The documentary “Khoon Diy Baarav (Blood Leaves Its Trail)” will be shown at Cal State San Bernardino on Monday, Nov. 13, with a question-and-answer session with its director, Iffat Fatima, following the film.

Presented by CSUSB’s Center for Islamic and Middle Eastern Studies and co-sponsored by the CSUSB Department of History and the College of Social and Behavioral Sciences, the film will be shown at University Hall, room UH-106, beginning at 6 p.m. The event is free and open to the public. Parking at CSUSB is $6.

“Khoon Diy Baarav” captures the Muslim majority's struggles for their voices to be heard in Kashmir through a story on state actions taken on those who protested for self-determination.

The documentary “enters the vexed political scenario in Kashmir through the lives of families of the victims of enforced disappearances,” the film’s synopsis says. “It is a non-sequential account of personal narratives and reminiscences ruptured by violence, undermined by erasure and over-ridden by official documents that challenge truth.

“Opening out the real and the human as against the abstract and the brutal, the film seeks to confront advocates of amnesia in Kashmir as well as in other conflict zones,” the synopsis continues. “It questions the militaristic approach to resolve political problems, by which communities and lives within it get invaded and destroyed, even as it shatters personal dreams and desires.”

“In addition to watching this moving documentary, we are very fortunate to have an activist and a filmmaker from Kashmir tell us about her personal experience in the region,” said Isabel Huacuja Alonso, an assistant professor in CSUSB’s history department.

Fatima, who also wrote and produced the film, is an independent documentary filmmaker and researcher from Kashmir, based in Delhi, India. Since 2006 she has worked in Kashmir on the issue of enforced disappearances in collaboration with the Association of Parents of Disappeared Persons (APDP), a collective of the family members of the victims of enforced disappearances in Kashmir campaigning for information on the whereabouts of their disappeared kin.

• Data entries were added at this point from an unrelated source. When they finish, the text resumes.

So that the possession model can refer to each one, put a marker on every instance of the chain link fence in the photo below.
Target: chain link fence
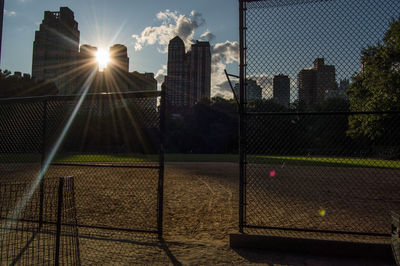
(110, 143)
(38, 224)
(320, 116)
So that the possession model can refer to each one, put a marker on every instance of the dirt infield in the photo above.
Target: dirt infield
(200, 210)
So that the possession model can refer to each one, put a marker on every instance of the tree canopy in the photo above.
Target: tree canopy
(377, 88)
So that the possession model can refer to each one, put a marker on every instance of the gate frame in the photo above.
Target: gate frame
(243, 135)
(43, 145)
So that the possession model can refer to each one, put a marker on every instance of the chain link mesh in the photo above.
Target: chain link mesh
(29, 232)
(319, 156)
(110, 144)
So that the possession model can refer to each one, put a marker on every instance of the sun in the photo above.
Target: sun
(102, 57)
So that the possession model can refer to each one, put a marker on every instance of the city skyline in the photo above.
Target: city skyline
(147, 38)
(102, 24)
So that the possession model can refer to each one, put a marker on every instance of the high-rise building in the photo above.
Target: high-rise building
(1, 23)
(55, 49)
(200, 72)
(315, 83)
(281, 89)
(177, 80)
(253, 90)
(188, 77)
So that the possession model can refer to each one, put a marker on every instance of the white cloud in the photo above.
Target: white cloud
(222, 54)
(172, 24)
(10, 13)
(208, 36)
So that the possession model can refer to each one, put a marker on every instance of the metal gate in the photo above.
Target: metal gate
(319, 116)
(112, 143)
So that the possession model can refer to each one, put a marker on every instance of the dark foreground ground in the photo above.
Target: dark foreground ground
(201, 210)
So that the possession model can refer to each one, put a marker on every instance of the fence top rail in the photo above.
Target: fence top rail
(89, 96)
(324, 113)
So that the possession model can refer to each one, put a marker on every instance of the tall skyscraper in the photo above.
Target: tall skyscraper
(315, 83)
(281, 89)
(200, 72)
(253, 90)
(177, 80)
(56, 48)
(188, 75)
(1, 23)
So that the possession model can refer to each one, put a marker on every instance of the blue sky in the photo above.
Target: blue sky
(291, 37)
(105, 22)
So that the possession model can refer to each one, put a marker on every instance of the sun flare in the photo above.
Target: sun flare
(102, 57)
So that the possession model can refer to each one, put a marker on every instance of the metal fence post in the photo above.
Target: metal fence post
(42, 162)
(242, 119)
(161, 165)
(59, 216)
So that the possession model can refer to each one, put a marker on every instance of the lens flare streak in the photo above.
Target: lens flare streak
(22, 203)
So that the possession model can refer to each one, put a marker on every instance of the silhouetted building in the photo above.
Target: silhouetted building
(177, 80)
(200, 72)
(339, 92)
(188, 77)
(55, 49)
(315, 83)
(281, 89)
(253, 91)
(1, 23)
(115, 77)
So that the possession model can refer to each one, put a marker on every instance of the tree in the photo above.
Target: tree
(377, 88)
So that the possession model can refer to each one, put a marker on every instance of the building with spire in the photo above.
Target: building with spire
(315, 83)
(188, 77)
(56, 49)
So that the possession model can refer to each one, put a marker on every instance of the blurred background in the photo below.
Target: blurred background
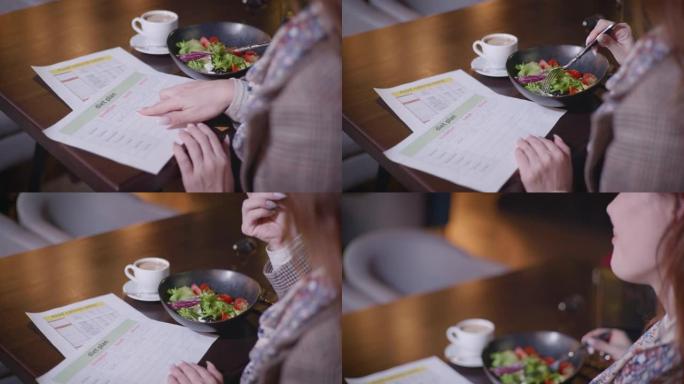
(401, 244)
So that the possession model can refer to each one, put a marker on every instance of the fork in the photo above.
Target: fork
(557, 72)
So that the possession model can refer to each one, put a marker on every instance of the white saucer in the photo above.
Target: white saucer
(479, 65)
(131, 290)
(139, 43)
(451, 354)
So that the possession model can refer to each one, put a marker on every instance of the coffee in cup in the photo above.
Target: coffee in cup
(147, 273)
(496, 48)
(471, 336)
(155, 26)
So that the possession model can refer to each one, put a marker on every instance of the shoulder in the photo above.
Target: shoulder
(318, 73)
(317, 355)
(658, 98)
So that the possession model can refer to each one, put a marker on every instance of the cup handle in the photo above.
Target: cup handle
(451, 335)
(477, 48)
(136, 27)
(127, 273)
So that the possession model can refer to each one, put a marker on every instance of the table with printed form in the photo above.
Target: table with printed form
(49, 35)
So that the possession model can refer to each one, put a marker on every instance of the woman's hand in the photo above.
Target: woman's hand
(619, 41)
(187, 373)
(545, 165)
(204, 161)
(265, 219)
(191, 102)
(616, 345)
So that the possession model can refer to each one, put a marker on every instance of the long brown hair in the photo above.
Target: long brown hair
(317, 218)
(671, 259)
(670, 14)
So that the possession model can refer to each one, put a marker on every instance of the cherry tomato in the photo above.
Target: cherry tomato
(564, 366)
(589, 79)
(225, 298)
(574, 73)
(531, 351)
(240, 304)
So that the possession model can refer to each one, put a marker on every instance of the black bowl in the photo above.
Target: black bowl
(591, 62)
(232, 283)
(234, 35)
(547, 343)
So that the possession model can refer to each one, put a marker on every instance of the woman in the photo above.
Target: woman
(637, 135)
(299, 336)
(648, 249)
(287, 109)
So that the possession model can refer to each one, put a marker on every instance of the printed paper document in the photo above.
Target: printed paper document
(472, 139)
(427, 371)
(109, 125)
(131, 351)
(70, 327)
(76, 80)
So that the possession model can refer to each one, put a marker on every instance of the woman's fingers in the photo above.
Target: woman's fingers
(190, 373)
(179, 375)
(214, 142)
(203, 374)
(182, 159)
(193, 148)
(600, 26)
(214, 372)
(178, 118)
(521, 159)
(162, 107)
(539, 147)
(561, 144)
(202, 140)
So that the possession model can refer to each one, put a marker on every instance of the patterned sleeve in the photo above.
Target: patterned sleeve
(236, 112)
(283, 277)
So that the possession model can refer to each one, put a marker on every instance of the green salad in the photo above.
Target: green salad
(526, 366)
(532, 74)
(209, 55)
(201, 303)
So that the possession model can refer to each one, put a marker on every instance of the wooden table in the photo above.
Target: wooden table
(55, 276)
(410, 51)
(66, 29)
(414, 327)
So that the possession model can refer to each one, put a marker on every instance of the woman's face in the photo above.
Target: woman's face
(639, 222)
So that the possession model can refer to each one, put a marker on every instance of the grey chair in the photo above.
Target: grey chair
(431, 7)
(396, 9)
(16, 239)
(59, 217)
(358, 16)
(353, 300)
(388, 264)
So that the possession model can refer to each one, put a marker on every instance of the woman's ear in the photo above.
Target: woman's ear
(679, 206)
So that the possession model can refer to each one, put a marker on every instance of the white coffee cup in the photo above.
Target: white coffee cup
(155, 26)
(147, 273)
(471, 336)
(496, 48)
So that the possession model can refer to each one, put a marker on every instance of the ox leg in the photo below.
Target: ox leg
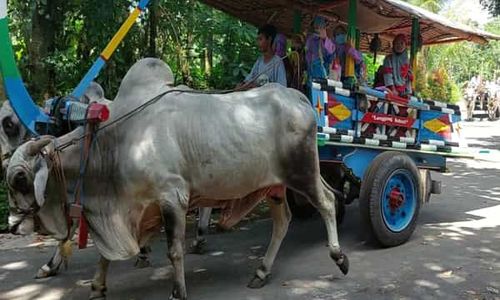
(142, 260)
(52, 267)
(322, 197)
(99, 282)
(175, 226)
(280, 213)
(199, 243)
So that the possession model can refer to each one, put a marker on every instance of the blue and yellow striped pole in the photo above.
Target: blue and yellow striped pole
(109, 50)
(24, 107)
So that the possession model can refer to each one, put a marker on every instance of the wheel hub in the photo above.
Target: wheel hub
(396, 199)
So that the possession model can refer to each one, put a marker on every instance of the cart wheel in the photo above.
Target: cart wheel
(390, 198)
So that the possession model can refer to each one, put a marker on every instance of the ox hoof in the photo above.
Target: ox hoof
(97, 293)
(172, 297)
(45, 272)
(342, 262)
(198, 247)
(257, 282)
(142, 262)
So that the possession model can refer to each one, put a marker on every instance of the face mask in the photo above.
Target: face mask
(340, 39)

In 2011, she made a short film, “Where Have You Hidden My New Crescent Moon,” on enforced disappearances. “Khoon Diy Baarav (Blood Leaves its Trail)” was released in 2015. In April-May 2016, she worked on the audio visual design for an exhibition, “Gold Dust of Begum Sultans” at The Indira Gandhi National Centre for The Arts, New Delhi. 

In 2015 she co-edited a compendium, “Bread Beauty Revolution, Khwaja Ahmad Abbas (1914-1987).” In 2004, she completed a fellowship, Recasting Reconciliation through Culture and the Arts, at Brandeis University in Boston, Mass. In 2001, Fatima was awarded the Asia Fellowship for her work in Sri Lanka, “Inter-communal Relations and Education: The Sri Lankan Experience.”

Her films include, “Lanka — The Other Side of War and Peace,” on the history of overlapping conflicts in Sri Lanka; “The Kesar Saga,” on storytelling in Ladakh; “In the Realm of the Visual,” on one of India’s most prolific and versatile artist and designer, Dashrath Patel; “Boojh Sakey to Boojh,” on the contemporary understanding of the 13th-century Sufi poet and scholar Amir Khusro. 

Her video installation, “Ethnography of a European City: Conversations in Salzburg,” questions some of the assumptions in the east vs. west polarity/dichotomy/disparity.